La Garde républicaine est une composante d’élite de l’armée congolaise, en théorie. Ses éléments sont déployés dans l’Est pour tenter de défaire les rebelles qui, avec l’appui du Rwanda selon Kinshasa et le groupe d’experts de l’ONU, se sont emparés ces deux dernières années de larges pans du Nord-Kivu. Mises en déroute, les Forces armées de la RDC (FARDC) ont fait appel aux principaux groupes armés de la zone, contre lesquels elles se battaient quelques mois plus tôt, afin de dresser un front face à l’ennemi commun.

Recyclés sous l’appellation « wazalendo » (« patriotes »), dans l’idée de gommer le passé de criminels de guerre de certains, ces miliciens reçoivent armes et munitions des autorités, avec lesquelles ils coordonnent également les opérations, selon différents rapports, de l’ONU notamment. Fin mars, le président congolais, Félix Tshisekedi, déclarait à des journalistes à propos des wazalendo : « Ce sont des citoyens lambda comme vous et moi, qui se sont organisés eux-mêmes. »

S’ils convoitent un téléphone, un poste de radio, de l’argent ou tout autre bien, les militaires et les wazalendo ne tolèrent aucune résistance.

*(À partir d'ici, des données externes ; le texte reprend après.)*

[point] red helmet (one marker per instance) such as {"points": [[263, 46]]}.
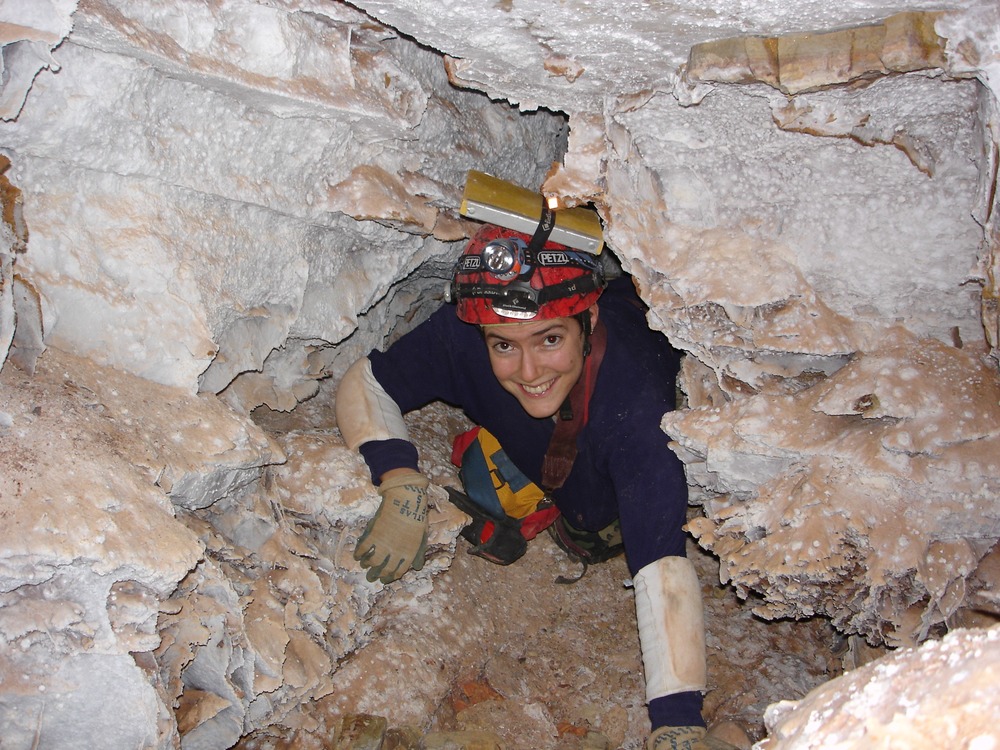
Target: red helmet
{"points": [[499, 279]]}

Un jeune homme déplacé à Goma

Acculés dans Goma, ces milliers d’hommes armés se retrouvent à errer dans la ville et ses faubourgs. « La nuit, ils nous tirent dessus dans nos abris », se plaint une femme déplacée. Parmi les agresseurs, « il y a les soldats du gouvernement, mais aussi les policiers, les wazalendo et certains jeunes de la ville, ils sont tous mélangés ».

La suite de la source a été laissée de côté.